The amendment not only affects the support for existing power plants, but also incentives for new projects. Since 2014, the currently applicable law has no longer offered any support for new power plants.


Now, the Ministry of Industry and Trade will be able to resume auctions aimed at granting support to renewable energy power plants. In addition to the auction scheme, smaller power plants of up to 6 MW and six wind turbines, and other energy sources of up to 1 MW, will also have the option to receive incentives in the form of an hourly green bonus.


Only after the intervention of the Senate were the PV power plants included in the amendment, provided they were not built on farmland of I. and II. quality class.  Power plants constructed of components that are already more than five years old when the application for funding is submitted are not eligible for incentives. However, the new support for existing power plants must still be notified to and approved by the European Commission before it can be granted. 

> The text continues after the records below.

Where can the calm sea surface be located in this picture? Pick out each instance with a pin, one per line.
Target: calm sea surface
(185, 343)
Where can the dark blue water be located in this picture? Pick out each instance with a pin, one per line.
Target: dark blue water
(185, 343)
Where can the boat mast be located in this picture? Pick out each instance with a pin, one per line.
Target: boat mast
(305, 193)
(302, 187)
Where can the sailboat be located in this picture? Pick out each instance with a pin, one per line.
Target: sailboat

In addition to the reintroduction of support for renewable energies, the amendment includes another essential point: the legal framework for reviewing whether power plants, especially those commissioned between 2006 and 2010, are not overfunded. This will enable the Czech Republic to fulfil its obligations vis-à-vis the EU Commission, of which we have already informed here. The internal rate of return (IRR) of the power plant is to be used as a benchmark for assessing whether it is overfunded. The level of the target IRR, or the limit value, was a major subject of controversy in the legislative process. The Chamber of Deputies wanted to discriminate against PV power plants by introducing a target IRR of 6.3 per cent, which the Senate was able to avert thanks to its intervention. In line with the amendment, the target IRR must now be at least 8.4 per cent and may not exceed 10.6 per cent. The specific amount will be set by government regulation.

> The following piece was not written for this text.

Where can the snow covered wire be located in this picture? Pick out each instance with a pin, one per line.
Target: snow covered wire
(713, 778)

The starting point for the review process is the so-called sector review, which has already partly taken place in recent years before any legal basis was adopted. The amendment now stipulates that the selection of sectors should not be based on the location of the power plant but on its size, the technology used and the year of commissioning. Selected operators should provide financial data regarding their power plants so that the government can calculate the IRR of the power plant and derive an average from the data submitted by the power plant operators for the respective sectors. The methodology of the IRR calculation has not been stipulated in the amendment; it will be the subject of an implementing regulation yet to be issued. Although the calculation tables used so far  should serve as a starting point, they do not allow drawing any conclusions as to which costs may and may not be included as they lack  sufficient explanations. When communicating the preliminary sector review results for power plants commissioned between 2006 and 2008, the Ministry of Industry and Trade pointed out itself that a final result would not be known until there was clarity on the methodology. The result of the sector reviews for power plants commissioned before 2011 should be announced in the first quarter of 2022.

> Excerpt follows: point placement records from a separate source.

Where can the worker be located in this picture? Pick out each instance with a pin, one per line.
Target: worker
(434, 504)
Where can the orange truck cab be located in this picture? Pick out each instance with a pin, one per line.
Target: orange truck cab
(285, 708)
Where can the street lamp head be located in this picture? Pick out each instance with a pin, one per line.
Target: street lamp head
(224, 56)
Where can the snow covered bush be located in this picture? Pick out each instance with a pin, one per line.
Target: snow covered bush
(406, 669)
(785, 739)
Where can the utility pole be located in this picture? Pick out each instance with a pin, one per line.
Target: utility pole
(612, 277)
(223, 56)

If the review revealed over-funding in a given sector, the incentives would be reduced based on a price decision in such a way that the IRR would not be exceeded over the entire funding period. However, the power plant operator is in principle free to apply for individual conditions for granting financial support within two months of the price decision's effective date: If the power plant operator can prove that with the original level of funding, its IRR is below the target IRR, it can apply for the incentive in the original amount. If, on the other hand, with the new funding level, the target IRR is no longer achieved , the power plant operator may apply for continuing to receive the incentive at the previous level for a certain amount of electricity.  In addition, the power plant operator may voluntarily waive the financial support from the beginning of the twelfth calendar year following the year of commissioning, provided that it notifies this 30 days after publication of the price decision.


In the course of the discussion on the level of the target IRRs for photovoltaics, the Ministry of Industry and Trade proposed as a compromise to increase the existing solar tax and to reintroduce it for PV power plants commissioned in 2009. From 1 January 2022, the solar tax will therefore be increased by 10 per cent for PV power plants commissioned in 2010, and for PV power plants that have been in operation since 2009 a solar tax of 10 per cent of the feed-in tariff or of 11 per cent of the green bonus will be charged.  If the IRR of the PV power plant falls below 6.3 per cent due to the tax, the power plant operator can apply for a certain share of the electricity generated to be exempted from solar tax.


A positive aspect of the amendment is that the Czech Republic has reintroduced an operating aid for renewable energies for the first time since 2014 and is thus supporting new projects; however, the increase or reintroduction of the solar tax unfortunately means that the Czech legislator has intervened again in the aid schemes for existing PV power plants. In addition, it means a potential intervention in the funding offered to other existing power plants, if the sector review reveals that certain sectors are overfunded.


The Czech solar tax has already been the subject of several court proceedings in the Czech Republic and also before international arbitration courts. It remains to be seen whether the amendment will also be subject to judicial review.